Is $X$ measurable from $F$ to Borel sets of $\mathbb{R}$?

Question

Let $X:\{0,1,2\} \rightarrow \mathbb{R}$ be $X(0)=X(1)=1$ and $X(2)=2$. $F=\{\emptyset, \{1\},\{0,2\},\{0,1,2\}\}$.

Is $X$ measurable from $F$ to Borel sets of $\mathbb{R}$?

My professor said this is an elementary question for his course.
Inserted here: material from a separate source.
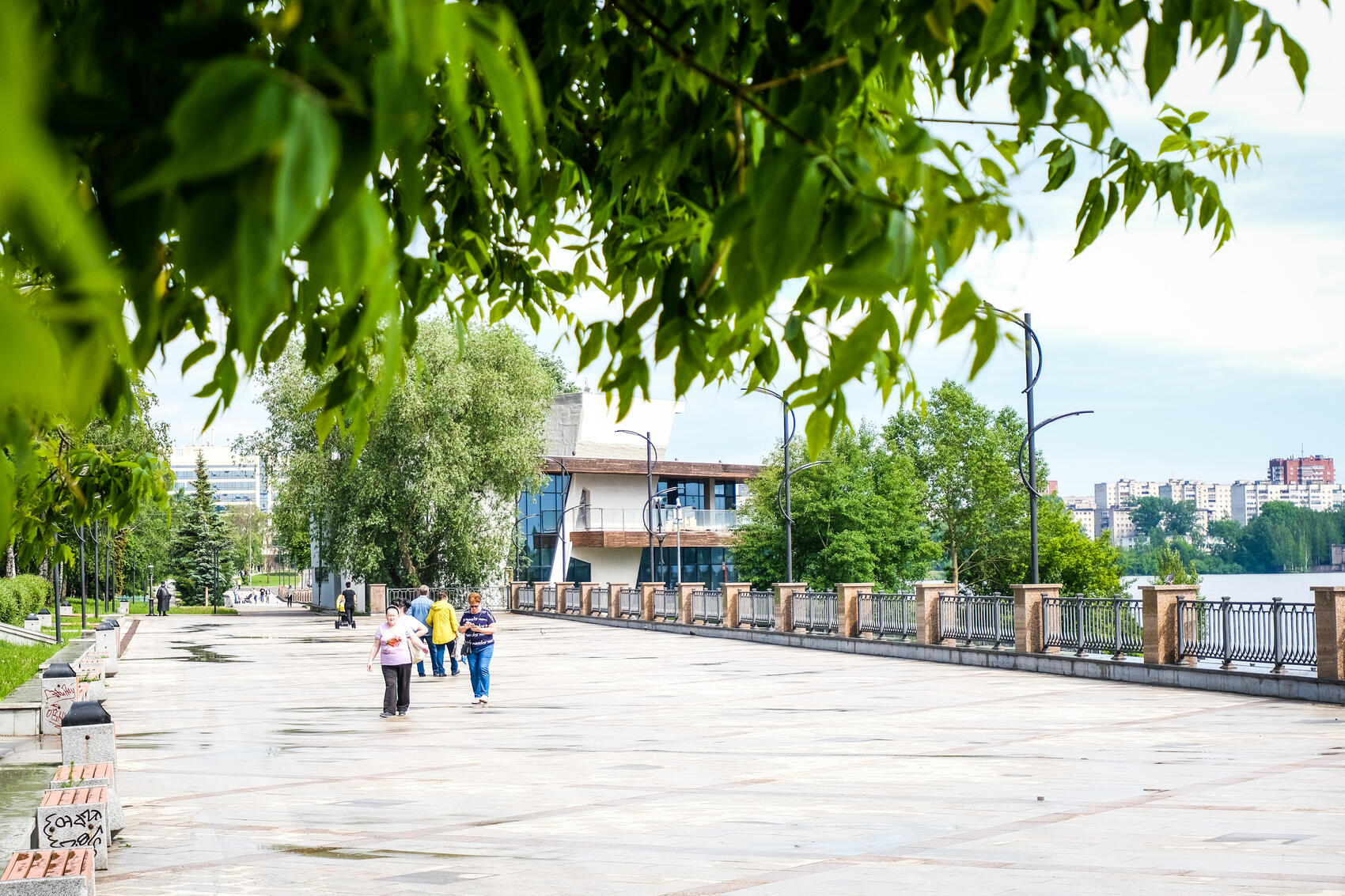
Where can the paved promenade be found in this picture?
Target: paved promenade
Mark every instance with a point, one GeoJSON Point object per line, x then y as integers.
{"type": "Point", "coordinates": [253, 761]}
My question is what is the definition of a measurable function from one space to another space?

Answer 1

Given two measurable spaces $(X,\mathcal F)$ and $(Y,\mathcal E)$, we say that a function $f:X\to Y$ is measurable if, for all $H\in\mathcal E$, $f^{-1}[H]\in\mathcal F$.
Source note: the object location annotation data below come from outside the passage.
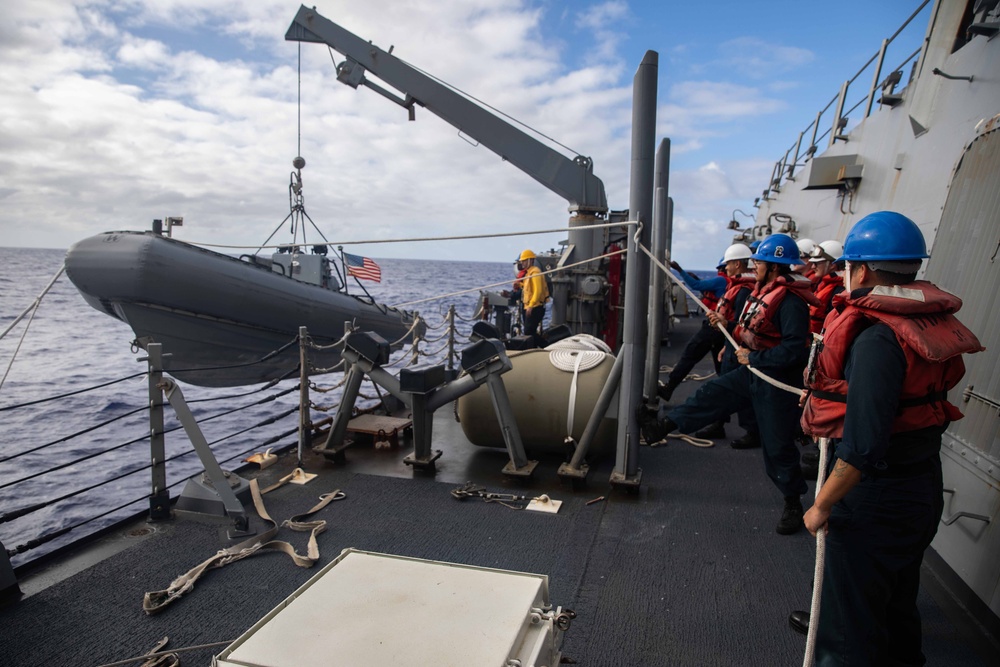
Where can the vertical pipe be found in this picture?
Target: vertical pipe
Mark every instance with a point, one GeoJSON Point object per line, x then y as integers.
{"type": "Point", "coordinates": [304, 422]}
{"type": "Point", "coordinates": [159, 497]}
{"type": "Point", "coordinates": [840, 110]}
{"type": "Point", "coordinates": [637, 266]}
{"type": "Point", "coordinates": [795, 160]}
A useful remark is that, in the special case where $Y=\Bbb R$ and $\mathcal E$ is the Borel $\sigma$-algebra, $f:X\to \Bbb R$ is measurable if and only if any (and all) of the following equivalent conditions holds:

1. for all $\alpha\in\Bbb R$, $\{x\in X\,:\, f(x)\le \alpha\}\in \mathcal F$
2. for all $\alpha\in\Bbb R$, $\{x\in X\,:\, f(x)\ge \alpha\}\in \mathcal F$
3. for all $\alpha\in\Bbb R$, $\{x\in X\,:\, f(x)< \alpha\}\in \mathcal F$
4. for all $\alpha\in\Bbb R$, $\{x\in X\,:\, f(x)> \alpha\}\in \mathcal F$

Some authors who are only concerned with real analysis might give this as definition of measurable function $(X,\mathcal F)\to\Bbb R$, without bouthering too much with introducing the subtleties of the category of measurable spaces.